Iniziamo, dunque, dalla matematica, serva e padrona di tutte le scienze.
Non sono un matematico. Ma ho un rapporto personale di vecchia data con un numero, π. Quella che ci lega è una catena lunga e, manco a dirlo, illimitata e non periodica. All’origine c’è, probabilmente, quella prima volta che alle scuole elementari, qui sull’isola d’Ischia da cui scrivo, imparammo a calcolare la circonferenza di un cerchio: 2 π r. I miei compagni di classe, per quanto piccoli, sapevano fare bene 2 + 2. La maestra aveva appena detto che «la circonferenza è pari a due pi greco erre», che già tutti girarono lo sguardo verso di me – P. Greco, pi greco – e iniziarono a ridere.
Da allora il mio rapporto con π è diventato lungo come una catena. È diventato una catena, anche se dolce da sopportare. Lui, π, non è legato a me. Neppure sa che esisto. Tra le sue infinite cifre non ci sono. Ma io sono legato indissolubilmente a lui. L’ho incontrato costantemente – anzi, illimitatamente – nella mia vita. E ogni incontro preludeva a qualcosa di nuovo, in maniera non periodica appunto. Tra gli incontri più significativi – le occasioni che oggi mi consentono di proporvi questa voce – c’è quel giorno di un quarto di secolo fa che scrissi per il giornale dove lavoravo come giornalista scientifico, L’Unità, una breve storia di π. Recensivo un libro di Petr Bechmann, A History of π.
Ne sortì qualche lettera divertita e pensavo che tutto sarebbe finito lì. Ma come è successo spesso a π (inteso come numero), quell’articolo scomparve come in un fiume carsico per riapparire molto lontano nel tempo e nello spazio, in un liceo di Reggio Emilia agli inizi dell’anno 2015.
Un anno, particolare il 2015. Per via del fatto che, grazie al presidente degli Stati Uniti d’America Barack H. Obama, il 14 marzo si celebra il π day. Nessun altro numero si è visto dedicare un giorno. Gli americani amano scrivere la date in modo (per noi) bizzarro: mettono al primo posto il mese (3, nel caso di marzo), poi il giorno (14 nel caso del π day) e infine le ultime due cifre dell’anno. Ora avete capito, nel 2015 il π day cadeva il 3.14.15, qualcosa di molto simile a 3,1415 che contiene le prime quattro cifre decimali del nostro. Dunque … grandi festeggiamenti.
Un professore di matematica, all’inizio di quel fatidico anno, tira fuori dal suo archivio il mio vecchio articolo e decide di invitarmi a scuola per una conferenza su π. La mia prima conferenza su pi greco.
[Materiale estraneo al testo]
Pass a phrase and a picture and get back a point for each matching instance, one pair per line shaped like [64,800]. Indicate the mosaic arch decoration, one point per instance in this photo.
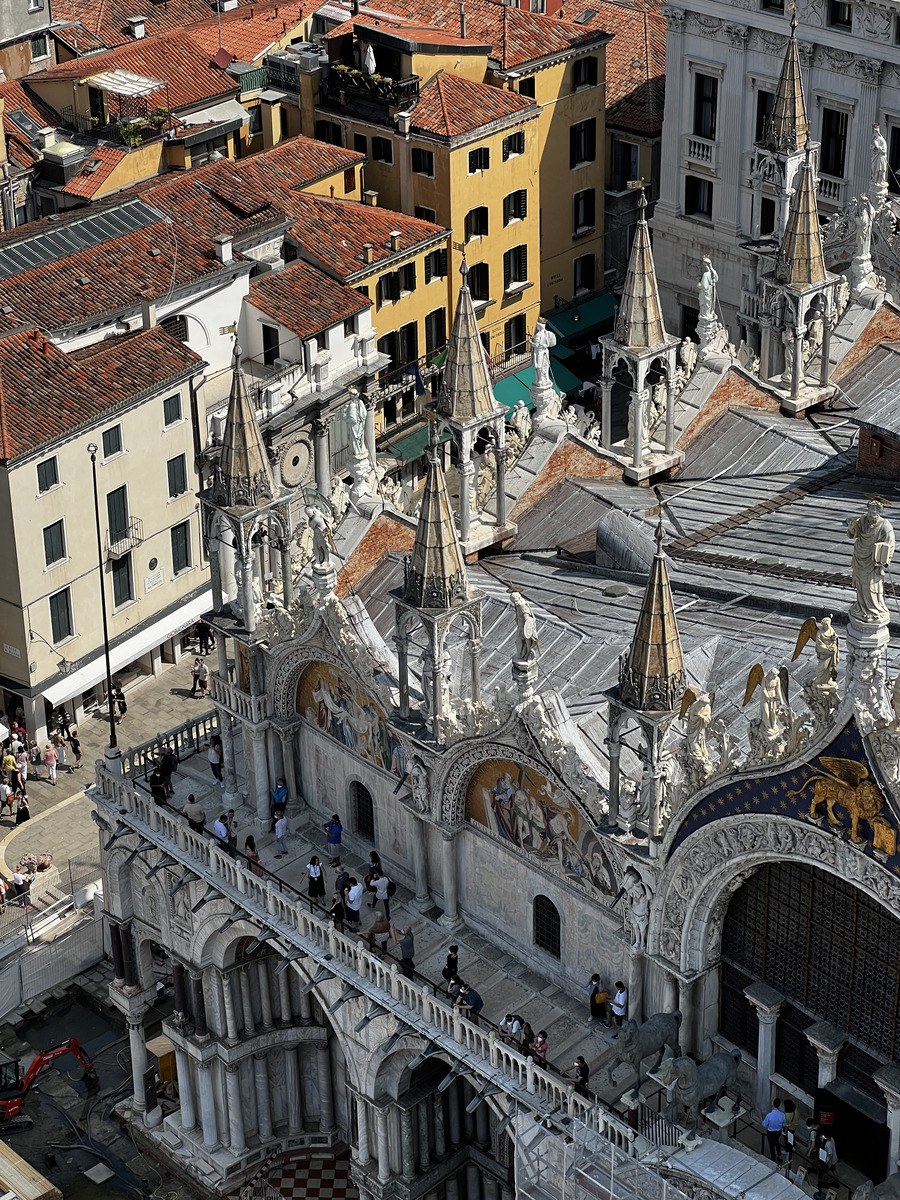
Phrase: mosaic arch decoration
[333,701]
[519,805]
La catena non si ferma. Perché per l’occasione approfondisco il tema. Cerco di conoscerla più a fondo la storia di pi greco in una dimensione a me tutto sommato estranea, la matematica. E scopro che il mio numero stalker, quello che da oltre mezzo secolo ossessivamente ma deliziosamente mi perseguita, attraversa per intero la storia della matematica e della scienza intera. Lo trovi dappertutto e spesso da protagonista assoluto.
Decido così di aggiungere un nuovo tassello alla lunga catena e di scrivere un libro Storia di π, uscito manco a dirlo il 14 marzo (del 2016). E questo, probabilmente, ha spinto gli amici di una rivista divulgativa di matematica, Lettera matematica, ad aggiungere a loro volta un nuovo anello alla catena del mio rapporto con questo numero trascendente. Ed eccomi, dunque, che mi ritrovo a scrivere per il n° 100 di quella rivista di esperti un nuovo paragrafo di questa strana e intrigante liaison tra due pi greco.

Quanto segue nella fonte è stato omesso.